From the n independent variables of your dataset, LDA extracts p ≥ n new independent variables that separate the most classes of the dependent variable. LDA is a supervised model.
# Applying LDA
from sklearn.discriminant_analysis import LinearDiscriminantAnalysis as LDA
lda = LDA(n_components = 2)
X_train = lda.fit_transform(X_train, y_train)
X_test= lda.transform(X_test)
Principal Component Analysis (PCA)
PCA works by projecting the data points on orthogonal lines/principal components. This way the X1 and X2 variables are represented using the eigen vector on the principle component.

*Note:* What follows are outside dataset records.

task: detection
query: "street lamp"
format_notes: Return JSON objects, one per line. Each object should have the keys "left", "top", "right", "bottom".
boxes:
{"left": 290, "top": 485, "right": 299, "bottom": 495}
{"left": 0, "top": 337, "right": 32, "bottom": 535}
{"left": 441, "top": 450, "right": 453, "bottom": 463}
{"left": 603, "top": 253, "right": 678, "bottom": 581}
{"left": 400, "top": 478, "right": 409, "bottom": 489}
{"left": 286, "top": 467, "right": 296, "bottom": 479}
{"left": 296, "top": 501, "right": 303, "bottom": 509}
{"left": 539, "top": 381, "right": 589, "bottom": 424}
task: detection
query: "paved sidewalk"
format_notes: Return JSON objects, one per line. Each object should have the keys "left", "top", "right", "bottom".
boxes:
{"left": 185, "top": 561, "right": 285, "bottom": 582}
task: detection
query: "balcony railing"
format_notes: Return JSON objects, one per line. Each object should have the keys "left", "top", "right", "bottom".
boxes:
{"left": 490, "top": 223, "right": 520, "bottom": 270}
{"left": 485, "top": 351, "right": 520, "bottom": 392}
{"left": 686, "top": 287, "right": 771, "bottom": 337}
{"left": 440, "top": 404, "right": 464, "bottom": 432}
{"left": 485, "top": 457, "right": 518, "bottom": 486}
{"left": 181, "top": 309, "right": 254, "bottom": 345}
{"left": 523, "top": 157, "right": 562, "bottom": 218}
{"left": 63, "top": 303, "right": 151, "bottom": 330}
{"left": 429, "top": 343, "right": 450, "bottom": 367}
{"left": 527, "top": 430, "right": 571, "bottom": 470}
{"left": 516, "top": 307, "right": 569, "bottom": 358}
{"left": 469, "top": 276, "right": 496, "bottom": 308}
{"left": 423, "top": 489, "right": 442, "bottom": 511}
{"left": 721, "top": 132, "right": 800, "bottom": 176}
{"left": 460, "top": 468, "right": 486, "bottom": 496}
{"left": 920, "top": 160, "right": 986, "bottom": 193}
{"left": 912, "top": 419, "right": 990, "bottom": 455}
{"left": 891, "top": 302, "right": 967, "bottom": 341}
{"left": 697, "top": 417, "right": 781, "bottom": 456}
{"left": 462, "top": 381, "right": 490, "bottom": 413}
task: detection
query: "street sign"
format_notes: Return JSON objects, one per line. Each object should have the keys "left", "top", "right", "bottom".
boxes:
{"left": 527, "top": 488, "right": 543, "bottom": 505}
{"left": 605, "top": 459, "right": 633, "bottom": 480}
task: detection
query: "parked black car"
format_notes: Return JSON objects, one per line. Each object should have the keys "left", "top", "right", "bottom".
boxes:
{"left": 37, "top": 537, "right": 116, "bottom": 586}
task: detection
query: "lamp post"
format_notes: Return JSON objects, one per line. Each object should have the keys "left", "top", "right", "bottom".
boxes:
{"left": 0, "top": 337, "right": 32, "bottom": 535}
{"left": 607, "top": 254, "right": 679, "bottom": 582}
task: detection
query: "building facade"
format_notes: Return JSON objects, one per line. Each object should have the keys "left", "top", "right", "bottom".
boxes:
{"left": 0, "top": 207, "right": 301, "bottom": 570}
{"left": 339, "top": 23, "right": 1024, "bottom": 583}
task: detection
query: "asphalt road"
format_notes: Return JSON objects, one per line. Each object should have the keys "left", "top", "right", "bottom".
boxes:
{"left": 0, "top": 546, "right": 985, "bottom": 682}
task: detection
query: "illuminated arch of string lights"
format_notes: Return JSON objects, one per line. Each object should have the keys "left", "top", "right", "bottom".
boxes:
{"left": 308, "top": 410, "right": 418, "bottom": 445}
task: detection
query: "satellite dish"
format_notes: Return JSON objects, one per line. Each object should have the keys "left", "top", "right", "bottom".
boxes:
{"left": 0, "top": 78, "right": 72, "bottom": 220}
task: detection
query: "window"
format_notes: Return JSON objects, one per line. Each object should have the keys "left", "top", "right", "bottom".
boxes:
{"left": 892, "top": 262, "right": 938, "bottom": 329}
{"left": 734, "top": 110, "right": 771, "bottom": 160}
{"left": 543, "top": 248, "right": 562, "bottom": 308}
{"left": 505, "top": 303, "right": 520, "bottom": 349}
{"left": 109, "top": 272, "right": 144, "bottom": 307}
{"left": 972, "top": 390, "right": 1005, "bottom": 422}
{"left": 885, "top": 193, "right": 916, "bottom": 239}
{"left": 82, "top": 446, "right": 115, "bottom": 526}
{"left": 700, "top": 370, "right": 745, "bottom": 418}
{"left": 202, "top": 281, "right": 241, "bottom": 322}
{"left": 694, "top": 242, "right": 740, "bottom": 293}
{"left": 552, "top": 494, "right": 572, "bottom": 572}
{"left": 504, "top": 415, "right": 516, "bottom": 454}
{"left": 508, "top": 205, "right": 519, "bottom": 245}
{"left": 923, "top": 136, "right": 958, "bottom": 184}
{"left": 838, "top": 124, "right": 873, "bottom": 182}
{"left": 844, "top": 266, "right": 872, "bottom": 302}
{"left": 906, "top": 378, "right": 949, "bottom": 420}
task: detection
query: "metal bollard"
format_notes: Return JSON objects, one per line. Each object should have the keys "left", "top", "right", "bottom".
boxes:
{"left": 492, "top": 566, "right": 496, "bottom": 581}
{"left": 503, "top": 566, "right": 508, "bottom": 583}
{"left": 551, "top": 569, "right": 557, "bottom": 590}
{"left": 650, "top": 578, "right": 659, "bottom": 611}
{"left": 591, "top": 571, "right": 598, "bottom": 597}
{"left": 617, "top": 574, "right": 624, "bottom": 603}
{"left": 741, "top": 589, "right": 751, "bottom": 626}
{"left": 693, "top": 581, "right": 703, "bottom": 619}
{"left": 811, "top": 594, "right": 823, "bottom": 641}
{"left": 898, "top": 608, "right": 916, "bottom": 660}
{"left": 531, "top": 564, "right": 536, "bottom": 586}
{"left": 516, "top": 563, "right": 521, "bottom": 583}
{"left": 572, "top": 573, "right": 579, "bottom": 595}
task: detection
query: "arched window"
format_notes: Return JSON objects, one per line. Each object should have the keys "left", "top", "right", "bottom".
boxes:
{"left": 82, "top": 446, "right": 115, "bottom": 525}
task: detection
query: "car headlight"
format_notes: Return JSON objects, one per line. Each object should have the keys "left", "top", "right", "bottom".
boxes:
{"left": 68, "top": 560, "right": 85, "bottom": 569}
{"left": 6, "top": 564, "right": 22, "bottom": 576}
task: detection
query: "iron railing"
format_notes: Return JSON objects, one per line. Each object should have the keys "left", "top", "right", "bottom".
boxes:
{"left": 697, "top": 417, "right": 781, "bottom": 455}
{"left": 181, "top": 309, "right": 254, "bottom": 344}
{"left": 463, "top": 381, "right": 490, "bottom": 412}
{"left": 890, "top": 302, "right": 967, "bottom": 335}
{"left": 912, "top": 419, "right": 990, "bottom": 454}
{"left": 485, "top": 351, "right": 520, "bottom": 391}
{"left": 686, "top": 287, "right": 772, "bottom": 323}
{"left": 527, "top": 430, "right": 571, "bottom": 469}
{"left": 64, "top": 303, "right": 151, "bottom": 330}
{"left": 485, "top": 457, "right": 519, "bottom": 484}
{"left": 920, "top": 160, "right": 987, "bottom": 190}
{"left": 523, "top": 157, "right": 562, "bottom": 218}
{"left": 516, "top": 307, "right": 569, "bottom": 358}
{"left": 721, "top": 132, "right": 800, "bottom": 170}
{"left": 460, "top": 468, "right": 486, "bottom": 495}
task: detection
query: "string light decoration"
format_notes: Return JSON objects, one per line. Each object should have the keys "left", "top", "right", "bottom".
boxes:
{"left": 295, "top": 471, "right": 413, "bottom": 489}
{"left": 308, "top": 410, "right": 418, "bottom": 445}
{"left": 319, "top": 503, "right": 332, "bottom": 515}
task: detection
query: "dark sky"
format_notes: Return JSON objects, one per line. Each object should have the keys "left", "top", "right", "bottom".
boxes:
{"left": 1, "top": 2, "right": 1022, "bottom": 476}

This eigen vector is nothing but the distance of datapoint from the origin calculated using Pythagoras theorem on X1 and X2.
PC1 = X1^2 + X2^2
In turn X1 and X2 will be transformed into loading scores for principal component.
More explanation in this video by statquest with josh starmer.
From the m independent variables of your dataset, PCA extracts p ≥ m new independent variables that explain the most variance of the dataset, regardless of the dependent variable. As the dependent variable is not considered, PCA is an unsupervised model.
# Applying PCA
from sklearn.decomposition import PCA
# pca = PCA(n_components = None)
pca = PCA(n_components = 2)
X_train = pca.fit_transform(X_train)
X_test = pca.transform(X_test)
# Used to identify percentages of IVs
explained_variance = pca.explained_variance_ratio_
Kernel Principal Component Analysis (Kernel PCA)
A kernelized version of PCA. This maps the data to a higher dimension using the kernel trick and extracts new principle components. This is commonly used for non-linear problems but makes the data linearly separable.
# Applying Kernel PCA
from sklearn.decomposition import KernelPCA
kpca = KernelPCA(n_components = 2, kernel = 'rbf')
X_train = kpca.fit_transform(X_train)
X_test = kpca.transform(X_test)